Totilas was injured in 2012 and spent two years out of competition. Rath and Totilas made their return at the May 2014 CDI Kapellen event in Belgium and competed in two test events at the 2014 CDIO Aachen event but had to withdraw from the freestyle event due to another injury. The pair returned in 2015 at a local event in Hulten and then competed at the CDIO Hagen in July. Rath and Totilas won a bronze in the team event at the 2015 European Championships in Aachen. The pair scored 75.9% in the grand prix event, with some observers believing Totilas to be lame. He was subsequently withdrawn from the special freestyle event. Aachen was Totilas' final competition; a subsequent MRI scan showed bone inflammation in his left hind hoof and he was retired in August 2015.

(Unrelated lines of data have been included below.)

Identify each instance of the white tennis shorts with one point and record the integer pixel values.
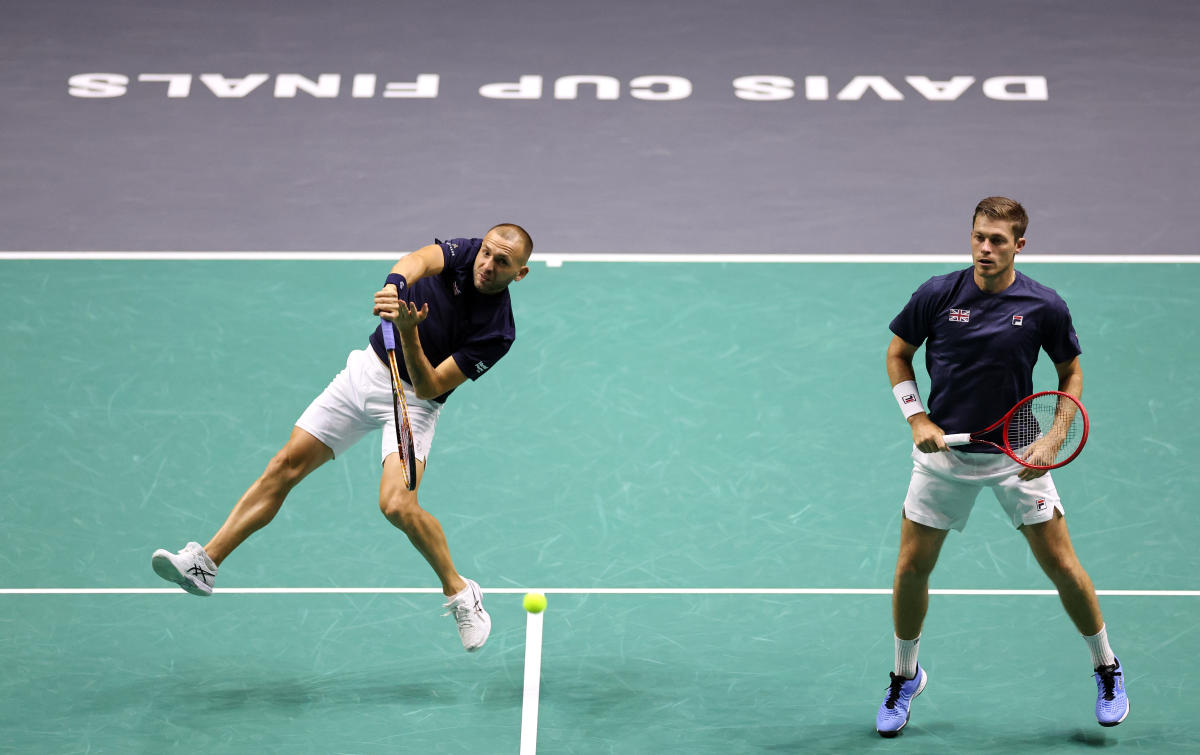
(945, 486)
(358, 401)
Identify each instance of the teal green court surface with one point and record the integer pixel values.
(701, 465)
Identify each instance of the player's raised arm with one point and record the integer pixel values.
(925, 435)
(408, 269)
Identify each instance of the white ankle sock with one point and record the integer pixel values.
(906, 657)
(1098, 645)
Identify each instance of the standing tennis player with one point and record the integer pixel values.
(983, 329)
(451, 311)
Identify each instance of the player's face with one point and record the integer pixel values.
(499, 262)
(993, 251)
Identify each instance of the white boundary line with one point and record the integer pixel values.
(532, 684)
(573, 591)
(553, 259)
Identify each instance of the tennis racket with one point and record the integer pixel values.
(400, 408)
(1043, 431)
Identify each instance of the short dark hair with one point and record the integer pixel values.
(1002, 208)
(515, 233)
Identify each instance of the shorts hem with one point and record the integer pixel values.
(317, 435)
(922, 520)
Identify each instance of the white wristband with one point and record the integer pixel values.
(907, 397)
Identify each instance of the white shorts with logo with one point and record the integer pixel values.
(945, 486)
(358, 401)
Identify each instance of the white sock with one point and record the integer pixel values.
(906, 657)
(1098, 643)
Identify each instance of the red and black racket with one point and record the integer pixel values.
(1043, 431)
(400, 408)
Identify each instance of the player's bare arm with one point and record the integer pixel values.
(429, 381)
(925, 433)
(423, 263)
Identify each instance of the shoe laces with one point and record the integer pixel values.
(1108, 681)
(894, 689)
(462, 610)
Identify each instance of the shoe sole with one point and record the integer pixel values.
(1123, 715)
(167, 569)
(888, 735)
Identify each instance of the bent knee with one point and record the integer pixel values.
(400, 509)
(915, 568)
(286, 468)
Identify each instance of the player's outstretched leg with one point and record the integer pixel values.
(190, 568)
(894, 712)
(474, 623)
(1111, 702)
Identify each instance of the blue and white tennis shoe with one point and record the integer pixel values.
(1111, 703)
(893, 714)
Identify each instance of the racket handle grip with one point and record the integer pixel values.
(389, 335)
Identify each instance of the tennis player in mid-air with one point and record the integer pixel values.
(983, 329)
(454, 319)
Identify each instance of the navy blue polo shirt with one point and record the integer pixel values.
(981, 347)
(474, 329)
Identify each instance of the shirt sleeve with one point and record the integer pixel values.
(454, 253)
(1060, 340)
(478, 357)
(912, 323)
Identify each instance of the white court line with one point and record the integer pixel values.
(532, 684)
(553, 259)
(574, 591)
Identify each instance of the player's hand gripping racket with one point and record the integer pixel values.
(1043, 431)
(400, 407)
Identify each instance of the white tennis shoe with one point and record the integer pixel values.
(474, 623)
(191, 568)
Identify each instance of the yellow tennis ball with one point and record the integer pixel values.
(534, 603)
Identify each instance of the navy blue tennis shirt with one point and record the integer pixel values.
(981, 347)
(475, 329)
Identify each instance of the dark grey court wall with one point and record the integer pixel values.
(1105, 157)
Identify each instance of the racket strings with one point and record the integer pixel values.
(1048, 417)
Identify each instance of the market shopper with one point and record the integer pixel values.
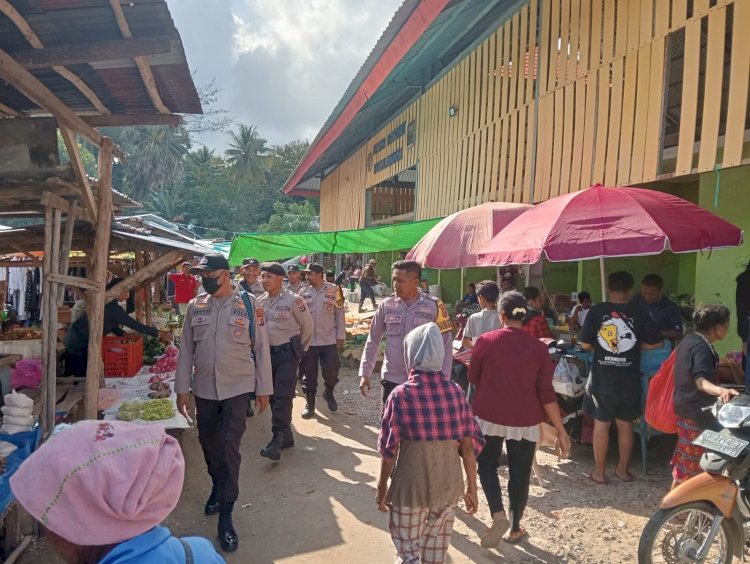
(424, 420)
(220, 338)
(367, 280)
(250, 271)
(486, 320)
(185, 286)
(115, 317)
(399, 313)
(535, 323)
(329, 335)
(294, 275)
(662, 310)
(290, 330)
(512, 372)
(100, 489)
(616, 330)
(696, 387)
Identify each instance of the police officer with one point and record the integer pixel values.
(290, 329)
(250, 271)
(295, 279)
(327, 311)
(398, 314)
(216, 357)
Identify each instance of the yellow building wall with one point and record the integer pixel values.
(584, 106)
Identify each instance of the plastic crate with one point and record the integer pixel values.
(123, 356)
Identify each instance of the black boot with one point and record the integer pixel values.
(273, 449)
(288, 439)
(330, 400)
(212, 504)
(228, 538)
(309, 411)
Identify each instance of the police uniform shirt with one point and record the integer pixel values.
(216, 346)
(285, 316)
(395, 319)
(327, 313)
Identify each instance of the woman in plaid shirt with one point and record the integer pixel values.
(425, 419)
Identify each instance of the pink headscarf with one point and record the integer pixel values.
(102, 482)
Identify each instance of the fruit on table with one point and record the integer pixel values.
(166, 362)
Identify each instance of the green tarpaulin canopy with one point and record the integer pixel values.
(275, 246)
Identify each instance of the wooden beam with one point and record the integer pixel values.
(121, 120)
(77, 163)
(75, 281)
(87, 53)
(53, 201)
(145, 274)
(98, 272)
(141, 62)
(32, 88)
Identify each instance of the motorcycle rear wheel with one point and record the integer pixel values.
(674, 536)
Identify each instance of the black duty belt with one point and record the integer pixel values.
(281, 348)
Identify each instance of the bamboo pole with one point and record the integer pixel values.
(99, 274)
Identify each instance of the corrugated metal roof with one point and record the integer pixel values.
(459, 26)
(116, 83)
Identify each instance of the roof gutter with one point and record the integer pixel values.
(409, 34)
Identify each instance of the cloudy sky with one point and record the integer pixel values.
(280, 64)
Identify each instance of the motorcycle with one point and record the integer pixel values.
(703, 519)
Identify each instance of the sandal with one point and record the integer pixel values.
(627, 479)
(604, 482)
(492, 537)
(520, 535)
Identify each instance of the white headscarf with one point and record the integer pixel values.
(424, 349)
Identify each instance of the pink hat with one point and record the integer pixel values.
(102, 482)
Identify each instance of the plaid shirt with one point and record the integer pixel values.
(427, 407)
(537, 327)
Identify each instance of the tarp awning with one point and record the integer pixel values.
(274, 246)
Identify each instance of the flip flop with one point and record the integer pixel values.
(515, 540)
(590, 476)
(627, 479)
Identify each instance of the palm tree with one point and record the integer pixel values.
(247, 154)
(155, 157)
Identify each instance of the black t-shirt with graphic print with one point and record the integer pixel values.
(616, 332)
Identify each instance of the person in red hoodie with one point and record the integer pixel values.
(512, 373)
(185, 286)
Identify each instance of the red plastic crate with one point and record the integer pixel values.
(123, 356)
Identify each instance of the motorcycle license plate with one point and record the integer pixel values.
(724, 444)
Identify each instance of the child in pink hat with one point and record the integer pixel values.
(101, 488)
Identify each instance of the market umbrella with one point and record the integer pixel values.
(603, 222)
(456, 239)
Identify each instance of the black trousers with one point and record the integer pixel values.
(328, 358)
(221, 424)
(284, 365)
(520, 460)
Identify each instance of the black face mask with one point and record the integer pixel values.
(211, 285)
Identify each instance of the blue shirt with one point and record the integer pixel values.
(665, 313)
(158, 546)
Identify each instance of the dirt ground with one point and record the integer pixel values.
(317, 504)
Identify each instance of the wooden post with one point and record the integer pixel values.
(138, 295)
(99, 274)
(148, 304)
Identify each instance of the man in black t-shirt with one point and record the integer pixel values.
(617, 331)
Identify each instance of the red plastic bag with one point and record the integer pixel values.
(660, 400)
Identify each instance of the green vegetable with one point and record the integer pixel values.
(157, 410)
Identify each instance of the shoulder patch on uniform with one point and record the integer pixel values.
(442, 319)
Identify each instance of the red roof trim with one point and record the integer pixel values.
(412, 30)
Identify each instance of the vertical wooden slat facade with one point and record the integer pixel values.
(565, 94)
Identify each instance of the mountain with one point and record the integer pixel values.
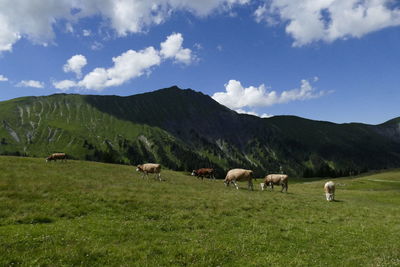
(185, 129)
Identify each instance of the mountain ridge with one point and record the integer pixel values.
(184, 129)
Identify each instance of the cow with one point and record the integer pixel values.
(149, 168)
(329, 189)
(56, 156)
(239, 175)
(275, 179)
(204, 172)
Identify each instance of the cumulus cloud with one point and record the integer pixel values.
(123, 16)
(75, 64)
(64, 85)
(264, 115)
(3, 78)
(86, 33)
(237, 97)
(328, 20)
(172, 48)
(30, 83)
(127, 66)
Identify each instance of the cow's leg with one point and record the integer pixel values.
(234, 182)
(251, 185)
(328, 197)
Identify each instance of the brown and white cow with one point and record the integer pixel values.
(235, 175)
(147, 168)
(56, 156)
(329, 189)
(275, 179)
(204, 172)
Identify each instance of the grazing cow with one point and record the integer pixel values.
(204, 172)
(275, 179)
(239, 175)
(149, 168)
(56, 156)
(329, 189)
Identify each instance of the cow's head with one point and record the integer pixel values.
(139, 168)
(262, 185)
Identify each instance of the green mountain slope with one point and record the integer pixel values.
(184, 129)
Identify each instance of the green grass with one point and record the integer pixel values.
(85, 213)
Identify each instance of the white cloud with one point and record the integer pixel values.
(30, 83)
(86, 33)
(3, 78)
(75, 64)
(328, 20)
(264, 115)
(172, 48)
(128, 65)
(96, 46)
(237, 97)
(123, 16)
(64, 85)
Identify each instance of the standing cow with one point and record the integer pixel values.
(147, 168)
(56, 156)
(239, 175)
(329, 189)
(275, 179)
(204, 172)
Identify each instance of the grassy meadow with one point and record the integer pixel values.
(88, 214)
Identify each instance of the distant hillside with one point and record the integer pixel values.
(184, 129)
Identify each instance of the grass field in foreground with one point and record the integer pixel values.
(85, 213)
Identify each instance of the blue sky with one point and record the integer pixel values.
(334, 60)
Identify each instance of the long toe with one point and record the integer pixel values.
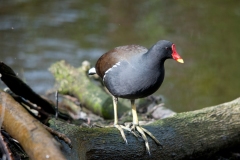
(150, 134)
(140, 130)
(120, 128)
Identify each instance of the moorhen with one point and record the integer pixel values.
(132, 72)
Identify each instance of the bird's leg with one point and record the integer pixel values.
(141, 130)
(119, 127)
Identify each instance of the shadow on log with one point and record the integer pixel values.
(190, 135)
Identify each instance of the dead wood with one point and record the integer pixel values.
(36, 141)
(20, 88)
(191, 135)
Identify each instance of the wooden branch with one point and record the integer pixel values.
(20, 88)
(36, 141)
(190, 135)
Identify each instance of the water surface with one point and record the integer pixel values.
(35, 34)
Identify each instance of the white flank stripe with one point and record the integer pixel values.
(114, 66)
(92, 71)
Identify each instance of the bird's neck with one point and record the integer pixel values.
(153, 59)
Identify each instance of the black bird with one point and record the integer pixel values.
(132, 72)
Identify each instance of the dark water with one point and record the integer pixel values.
(35, 34)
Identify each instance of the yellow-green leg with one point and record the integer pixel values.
(119, 127)
(141, 130)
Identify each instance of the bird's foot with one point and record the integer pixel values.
(121, 129)
(140, 131)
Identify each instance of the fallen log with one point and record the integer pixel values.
(191, 135)
(28, 131)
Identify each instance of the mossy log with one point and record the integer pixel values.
(28, 131)
(76, 82)
(191, 135)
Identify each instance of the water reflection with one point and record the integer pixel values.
(35, 34)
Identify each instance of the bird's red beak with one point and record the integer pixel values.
(175, 55)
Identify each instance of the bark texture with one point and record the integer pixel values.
(191, 135)
(28, 131)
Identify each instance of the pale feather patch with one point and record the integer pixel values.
(92, 71)
(114, 66)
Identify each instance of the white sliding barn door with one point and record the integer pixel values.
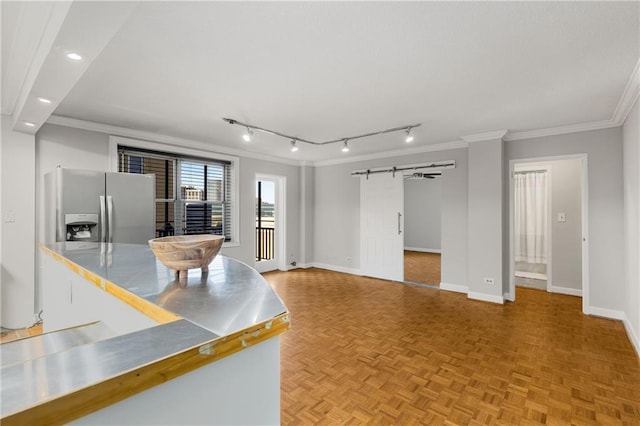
(382, 226)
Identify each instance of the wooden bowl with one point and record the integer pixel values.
(183, 252)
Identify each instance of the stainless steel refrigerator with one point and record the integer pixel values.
(85, 205)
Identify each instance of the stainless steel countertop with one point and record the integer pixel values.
(229, 298)
(41, 379)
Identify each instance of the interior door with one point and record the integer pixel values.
(382, 226)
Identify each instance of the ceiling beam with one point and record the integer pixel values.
(82, 27)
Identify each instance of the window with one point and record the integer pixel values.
(193, 195)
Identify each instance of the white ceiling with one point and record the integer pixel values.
(328, 70)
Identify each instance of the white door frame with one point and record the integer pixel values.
(533, 165)
(585, 224)
(280, 202)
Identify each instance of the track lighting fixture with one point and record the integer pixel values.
(294, 140)
(247, 135)
(409, 137)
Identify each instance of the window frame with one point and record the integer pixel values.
(196, 153)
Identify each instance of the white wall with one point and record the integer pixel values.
(566, 246)
(17, 227)
(422, 211)
(485, 220)
(337, 212)
(631, 150)
(307, 214)
(604, 150)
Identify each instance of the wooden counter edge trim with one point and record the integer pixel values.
(85, 401)
(149, 309)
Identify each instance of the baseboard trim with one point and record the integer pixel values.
(335, 268)
(604, 313)
(633, 337)
(485, 297)
(423, 250)
(457, 288)
(566, 290)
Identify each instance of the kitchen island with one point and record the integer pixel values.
(204, 351)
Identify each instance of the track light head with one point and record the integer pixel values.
(247, 135)
(409, 137)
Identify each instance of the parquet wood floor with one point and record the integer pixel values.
(368, 351)
(420, 267)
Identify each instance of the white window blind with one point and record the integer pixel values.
(193, 195)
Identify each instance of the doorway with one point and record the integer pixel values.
(532, 225)
(548, 226)
(269, 223)
(422, 236)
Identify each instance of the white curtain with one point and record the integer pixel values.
(531, 217)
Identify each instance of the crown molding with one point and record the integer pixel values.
(561, 130)
(629, 96)
(487, 136)
(395, 153)
(156, 137)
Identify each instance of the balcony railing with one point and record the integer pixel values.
(264, 243)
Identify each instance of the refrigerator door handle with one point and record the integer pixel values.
(103, 224)
(110, 215)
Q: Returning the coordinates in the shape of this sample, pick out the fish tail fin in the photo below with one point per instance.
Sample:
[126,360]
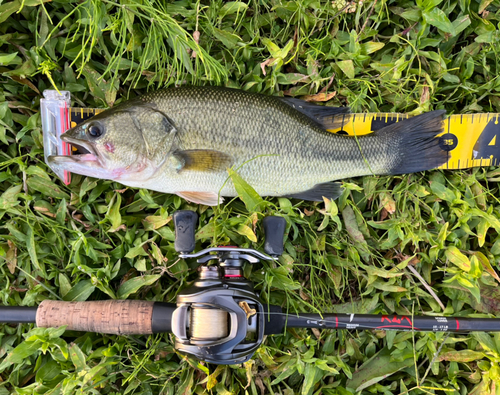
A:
[413,145]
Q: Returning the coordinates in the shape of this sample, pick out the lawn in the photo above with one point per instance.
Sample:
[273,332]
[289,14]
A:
[423,243]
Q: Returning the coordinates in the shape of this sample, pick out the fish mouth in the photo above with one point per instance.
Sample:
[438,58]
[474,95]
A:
[85,162]
[85,150]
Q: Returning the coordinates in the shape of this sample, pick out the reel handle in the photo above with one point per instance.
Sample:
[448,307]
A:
[274,230]
[185,222]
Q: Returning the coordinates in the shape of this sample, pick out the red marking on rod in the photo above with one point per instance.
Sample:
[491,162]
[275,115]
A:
[397,327]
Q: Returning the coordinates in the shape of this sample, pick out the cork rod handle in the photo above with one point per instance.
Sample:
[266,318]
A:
[120,317]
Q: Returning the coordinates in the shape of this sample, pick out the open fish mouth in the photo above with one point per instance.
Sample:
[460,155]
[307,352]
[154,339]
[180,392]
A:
[85,150]
[85,162]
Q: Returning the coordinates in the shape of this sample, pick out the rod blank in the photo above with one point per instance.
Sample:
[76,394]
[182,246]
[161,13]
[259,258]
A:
[393,322]
[17,314]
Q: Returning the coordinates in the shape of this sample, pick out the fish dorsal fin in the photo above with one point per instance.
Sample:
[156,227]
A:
[330,190]
[323,115]
[207,198]
[201,160]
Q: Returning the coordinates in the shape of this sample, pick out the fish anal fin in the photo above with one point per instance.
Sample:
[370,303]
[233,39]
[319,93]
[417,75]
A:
[322,115]
[207,198]
[203,160]
[330,190]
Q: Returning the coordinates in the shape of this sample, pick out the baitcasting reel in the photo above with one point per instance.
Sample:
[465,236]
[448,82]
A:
[220,319]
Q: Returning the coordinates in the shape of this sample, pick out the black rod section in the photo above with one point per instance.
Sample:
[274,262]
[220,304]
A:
[17,314]
[161,320]
[392,322]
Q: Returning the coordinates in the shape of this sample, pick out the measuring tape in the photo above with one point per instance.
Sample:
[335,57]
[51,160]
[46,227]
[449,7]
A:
[470,140]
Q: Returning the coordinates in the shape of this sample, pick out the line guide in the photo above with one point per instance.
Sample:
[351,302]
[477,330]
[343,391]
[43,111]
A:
[471,140]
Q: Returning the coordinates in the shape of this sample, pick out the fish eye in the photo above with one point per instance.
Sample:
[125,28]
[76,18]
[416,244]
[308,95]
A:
[95,130]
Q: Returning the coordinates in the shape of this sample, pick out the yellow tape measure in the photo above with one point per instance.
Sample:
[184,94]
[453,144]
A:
[471,140]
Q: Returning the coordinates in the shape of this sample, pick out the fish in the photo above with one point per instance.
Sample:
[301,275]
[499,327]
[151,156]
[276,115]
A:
[183,140]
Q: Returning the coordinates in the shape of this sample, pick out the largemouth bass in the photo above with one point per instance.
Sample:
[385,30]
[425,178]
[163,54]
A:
[183,140]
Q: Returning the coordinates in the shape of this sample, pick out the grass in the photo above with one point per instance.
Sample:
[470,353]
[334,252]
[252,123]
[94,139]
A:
[373,250]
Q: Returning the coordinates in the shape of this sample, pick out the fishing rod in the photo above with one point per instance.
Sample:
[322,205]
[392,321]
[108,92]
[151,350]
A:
[220,318]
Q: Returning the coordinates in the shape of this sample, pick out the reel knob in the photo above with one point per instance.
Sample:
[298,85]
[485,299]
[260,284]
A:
[185,222]
[274,230]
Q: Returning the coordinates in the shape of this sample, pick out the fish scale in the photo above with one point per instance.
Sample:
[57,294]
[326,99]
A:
[169,141]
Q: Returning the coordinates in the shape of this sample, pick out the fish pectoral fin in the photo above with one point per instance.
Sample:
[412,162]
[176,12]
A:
[207,198]
[203,160]
[330,190]
[323,115]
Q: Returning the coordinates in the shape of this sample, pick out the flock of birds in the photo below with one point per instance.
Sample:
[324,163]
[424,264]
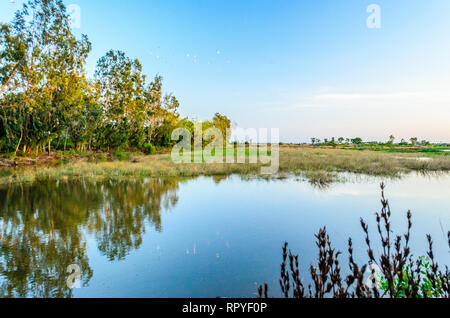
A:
[194,57]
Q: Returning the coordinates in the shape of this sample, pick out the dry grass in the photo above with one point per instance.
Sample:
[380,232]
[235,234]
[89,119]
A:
[318,165]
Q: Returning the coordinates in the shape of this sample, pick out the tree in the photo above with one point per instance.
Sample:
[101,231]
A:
[41,73]
[223,124]
[357,141]
[391,139]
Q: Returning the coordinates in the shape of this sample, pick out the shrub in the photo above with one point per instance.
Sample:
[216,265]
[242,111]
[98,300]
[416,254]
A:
[401,275]
[148,149]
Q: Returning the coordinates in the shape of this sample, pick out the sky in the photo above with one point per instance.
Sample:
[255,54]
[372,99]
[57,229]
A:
[310,68]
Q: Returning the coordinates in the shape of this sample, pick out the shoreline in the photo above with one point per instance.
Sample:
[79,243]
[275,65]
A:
[318,165]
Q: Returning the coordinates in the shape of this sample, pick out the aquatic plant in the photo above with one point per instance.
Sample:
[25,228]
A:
[394,274]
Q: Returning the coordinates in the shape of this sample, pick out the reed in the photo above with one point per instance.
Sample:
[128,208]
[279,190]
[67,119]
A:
[401,275]
[320,166]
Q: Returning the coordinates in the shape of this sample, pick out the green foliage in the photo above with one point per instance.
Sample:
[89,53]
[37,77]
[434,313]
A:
[48,104]
[148,149]
[404,287]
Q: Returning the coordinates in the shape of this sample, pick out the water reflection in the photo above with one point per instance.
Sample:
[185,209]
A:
[42,228]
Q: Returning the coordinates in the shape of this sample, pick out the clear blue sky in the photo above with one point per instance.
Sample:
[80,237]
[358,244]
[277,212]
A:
[310,68]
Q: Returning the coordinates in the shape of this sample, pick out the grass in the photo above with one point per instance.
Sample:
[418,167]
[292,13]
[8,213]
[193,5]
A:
[319,165]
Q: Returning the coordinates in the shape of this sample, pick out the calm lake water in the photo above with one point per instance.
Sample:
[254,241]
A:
[203,237]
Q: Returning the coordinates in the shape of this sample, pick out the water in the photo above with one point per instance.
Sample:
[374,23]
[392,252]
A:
[203,237]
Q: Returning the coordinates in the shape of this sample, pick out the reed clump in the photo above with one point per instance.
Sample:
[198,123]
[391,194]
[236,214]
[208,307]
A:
[320,166]
[395,273]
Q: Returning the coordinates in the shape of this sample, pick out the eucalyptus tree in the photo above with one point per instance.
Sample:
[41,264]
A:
[122,87]
[42,74]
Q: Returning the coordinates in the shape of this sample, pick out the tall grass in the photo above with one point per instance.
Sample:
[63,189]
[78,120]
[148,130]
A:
[321,166]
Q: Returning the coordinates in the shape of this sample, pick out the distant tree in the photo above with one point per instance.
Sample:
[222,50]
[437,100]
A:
[357,141]
[222,123]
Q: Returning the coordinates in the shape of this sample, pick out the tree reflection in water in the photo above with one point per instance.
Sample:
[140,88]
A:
[43,227]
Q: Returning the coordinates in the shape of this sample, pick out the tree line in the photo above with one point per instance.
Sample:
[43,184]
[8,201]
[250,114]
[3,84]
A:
[333,141]
[48,103]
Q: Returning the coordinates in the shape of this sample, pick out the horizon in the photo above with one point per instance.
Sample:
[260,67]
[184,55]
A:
[309,69]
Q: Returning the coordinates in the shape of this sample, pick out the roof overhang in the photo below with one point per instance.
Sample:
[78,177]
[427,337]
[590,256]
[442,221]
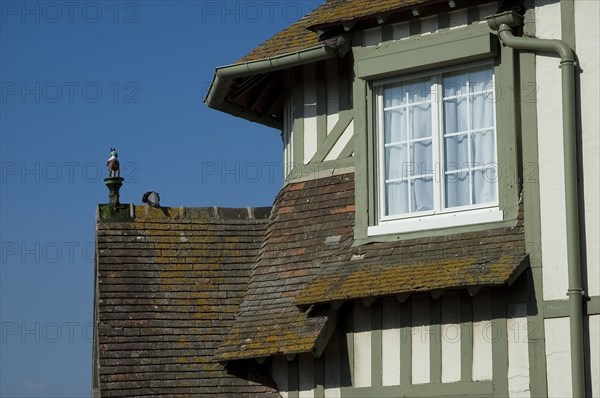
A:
[370,281]
[252,90]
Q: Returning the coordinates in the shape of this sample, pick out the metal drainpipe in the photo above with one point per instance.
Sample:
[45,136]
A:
[503,23]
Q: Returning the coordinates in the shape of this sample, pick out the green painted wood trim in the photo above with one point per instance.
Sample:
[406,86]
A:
[319,376]
[466,337]
[507,128]
[344,84]
[350,340]
[434,45]
[435,342]
[376,344]
[321,95]
[470,49]
[346,351]
[330,140]
[387,33]
[405,344]
[415,43]
[567,22]
[533,239]
[499,346]
[560,308]
[414,27]
[362,160]
[472,15]
[432,232]
[443,21]
[458,389]
[348,149]
[293,382]
[319,170]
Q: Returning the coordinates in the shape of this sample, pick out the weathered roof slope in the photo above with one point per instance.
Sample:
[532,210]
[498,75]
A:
[308,257]
[298,37]
[168,286]
[311,223]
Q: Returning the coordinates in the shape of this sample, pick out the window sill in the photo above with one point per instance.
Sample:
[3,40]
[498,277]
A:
[437,221]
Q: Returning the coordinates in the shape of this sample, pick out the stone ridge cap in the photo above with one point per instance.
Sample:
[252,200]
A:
[147,213]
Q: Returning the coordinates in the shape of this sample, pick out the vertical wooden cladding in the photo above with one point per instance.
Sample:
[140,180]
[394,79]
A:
[322,113]
[416,344]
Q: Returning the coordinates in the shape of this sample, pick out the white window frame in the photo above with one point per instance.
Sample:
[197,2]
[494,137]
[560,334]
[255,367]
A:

Totilas spent his retirement at the Gestut Schafhof in Kronberg, Germany, travelling to Mühlen for breeding purposes. He made a celebration appearance at the 2019 KWPN Stallion Licensing event. In retirement he was ridden by Rath and Linsenhoff. He died from colic on 14 December 2020.

== Pedigree ==
Moorlands Totilas was sired by a Trakehner stallion, Gribaldi, that was approved by KWPN, the Dutch Warmblood registry, and noted for elegance and refinement. Gribaldi had also been shown at the Grand Prix level by Gal. Toto's dam, Lominka, a KWPN-approved Dutch Warmblood, came from bloodlines that have produced both show jumping and dressage horses, many of whom were noted for good temperament.